Over the weekend, Berkshire released their second-quarter earnings, which reminded me of my newfound fact, so I pulled up the data. Sure enough, it’s true. And perhaps even more remarkably, it’s been consistently true since the year 2000.
And when you think about it, it’s intuitive since $1 invested with Buffett in 1965 would be worth $36,359 at the end of 2021 (I used the data in Berkshire’s annual report), and $1 invested in the S&P 500 over that time frame would be worth $298.
The return on the S&P 500 was pretty good at 10.5 percent, but Buffett doubled that, earning 20.2 percent.
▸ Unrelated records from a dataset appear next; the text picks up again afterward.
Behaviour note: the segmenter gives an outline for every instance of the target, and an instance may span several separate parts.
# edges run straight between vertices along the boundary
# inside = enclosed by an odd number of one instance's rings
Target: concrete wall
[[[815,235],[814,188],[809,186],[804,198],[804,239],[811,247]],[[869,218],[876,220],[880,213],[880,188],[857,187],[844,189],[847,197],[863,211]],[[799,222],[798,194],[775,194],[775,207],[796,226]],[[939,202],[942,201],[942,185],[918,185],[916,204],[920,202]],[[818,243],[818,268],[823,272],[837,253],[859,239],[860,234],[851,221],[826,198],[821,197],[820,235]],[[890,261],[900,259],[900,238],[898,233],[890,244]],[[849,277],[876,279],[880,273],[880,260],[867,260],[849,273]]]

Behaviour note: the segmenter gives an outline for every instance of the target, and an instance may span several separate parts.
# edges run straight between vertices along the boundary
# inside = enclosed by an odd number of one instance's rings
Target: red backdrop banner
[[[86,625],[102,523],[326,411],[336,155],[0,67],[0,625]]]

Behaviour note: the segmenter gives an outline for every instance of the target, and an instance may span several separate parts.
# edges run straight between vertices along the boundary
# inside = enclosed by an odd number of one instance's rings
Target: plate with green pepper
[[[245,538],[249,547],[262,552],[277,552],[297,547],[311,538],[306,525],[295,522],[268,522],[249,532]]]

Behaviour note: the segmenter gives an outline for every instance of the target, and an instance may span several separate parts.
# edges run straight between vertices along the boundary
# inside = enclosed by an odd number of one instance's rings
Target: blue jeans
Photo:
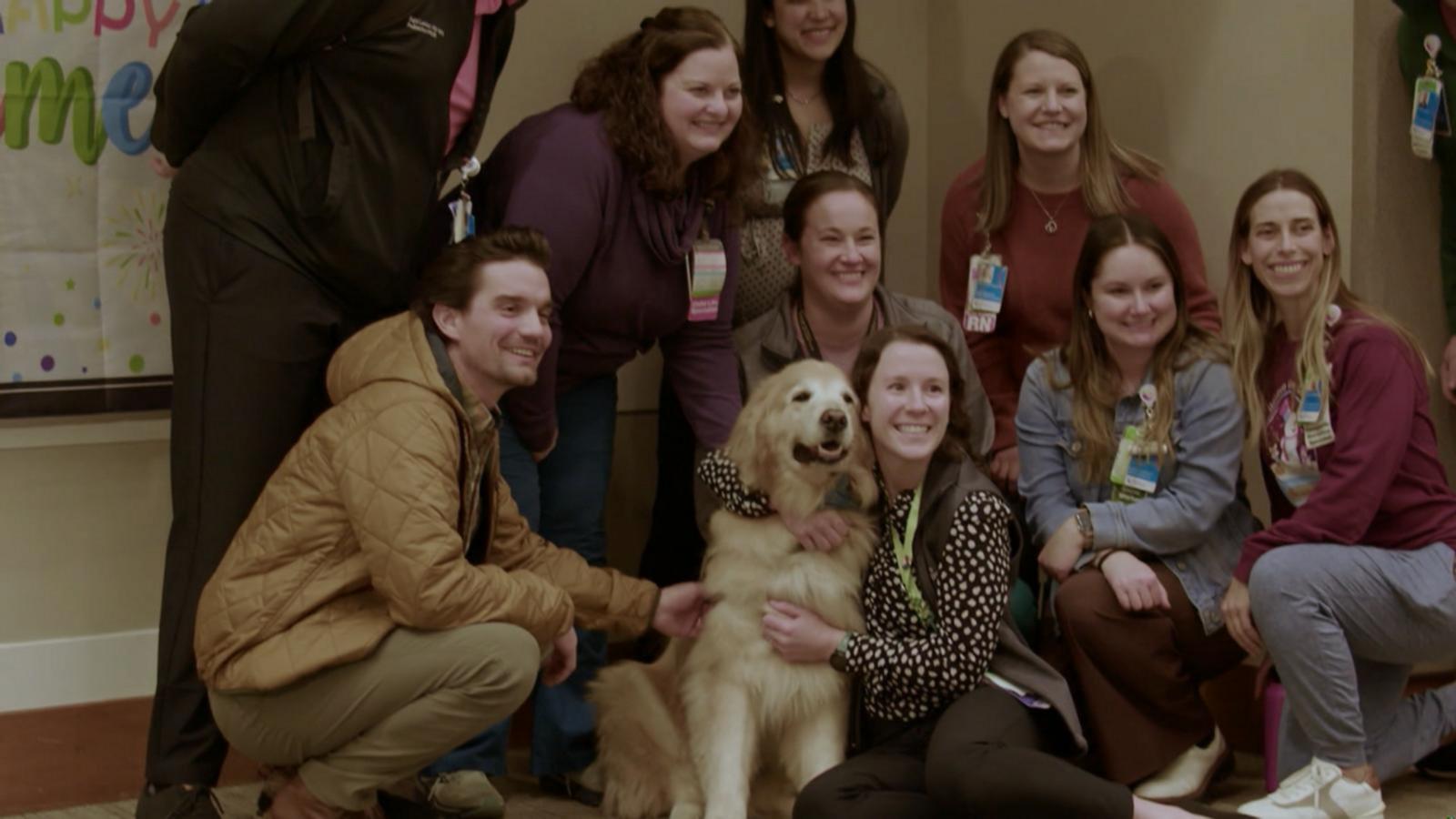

When you look at a simple graph of the returns, it’s almost comical because it looks like the S&P 500 didn’t do anything when we all know that a 10 percent return is pretty darn good.
If I change the scale from linear to logarithmic, you can see that the S&P 500 was a good investment (although Berkshire was still a lot better).
I first heard about Berkshire in high school from a friend whose dad was a stockbroker. Although I don’t remember exactly what year it was, I think it was 1988 because it was $300 a share, which was much higher than the other stocks at the time.
I didn’t buy it, but if that year is correct, I doubt I would have held onto the stock. In 1990, the stock fell -23.1 percent, while the market only dropped by -3.1 percent. Maybe I would have hung on since it was up 84.6 in 1989, but I probably would have sold thinking that it had run up ‘too fast,’ and I should cut my losses. Who knows – I was a kid!
As I wishfully looked back at what I didn’t buy, the other interesting thing is that most of the outrageous outperformance happened before I got the tip in 1988.
The chart below shows the relative outperformance of $1 invested in Berkshire versus the S&P 500. By the mid-1990s, $1 invested in Berkshire was 100x more than $1 invested in the S&P 500. A few decades later, that’s still true.
Like many good investments, you had to buy Berkshire early to get most of the outperformance. Don’t get me wrong, Berkshire investors did well, but not much better than S&P 500 investors.
Buffet has said almost from the beginning that it would get harder to outperform as Berkshire got bigger. In the early days, he took big bets – I remember reading that he had more than half of his hedge fund (before Berkshire) in a stock that made baseball cards.
Today, Berkshire is both massive and massively diversified. At the end of last year, the assets on the balance sheet were worth $958.8 billion. The portfolio of publicly traded stocks, which is almost 50 percent Apple, is worth $350 billion.
Berkshire’s biggest businesses, insurance, railroads, and energy, only account for 40 percent of the total revenue. The fun companies that he always talks about, like See’s Candies and the Nebraska Furniture Mart, aren’t big enough to appear more than a dozen times in the annual report. After all, he has almost 70 operating companies.
I admire Buffett and Berkshire immensely and take care to read his annual report each year. I’ve learned a lot from him and am glad that he put his annual meeting online a few years ago, so I didn’t have to pilgrimage to Omaha.
I’ve also stopped kicking myself that I didn’t buy Berkshire in high school, partly because I’m kicking myself that I didn’t buy Amazon, but that’s another story altogether (I was a customer as early as 1999).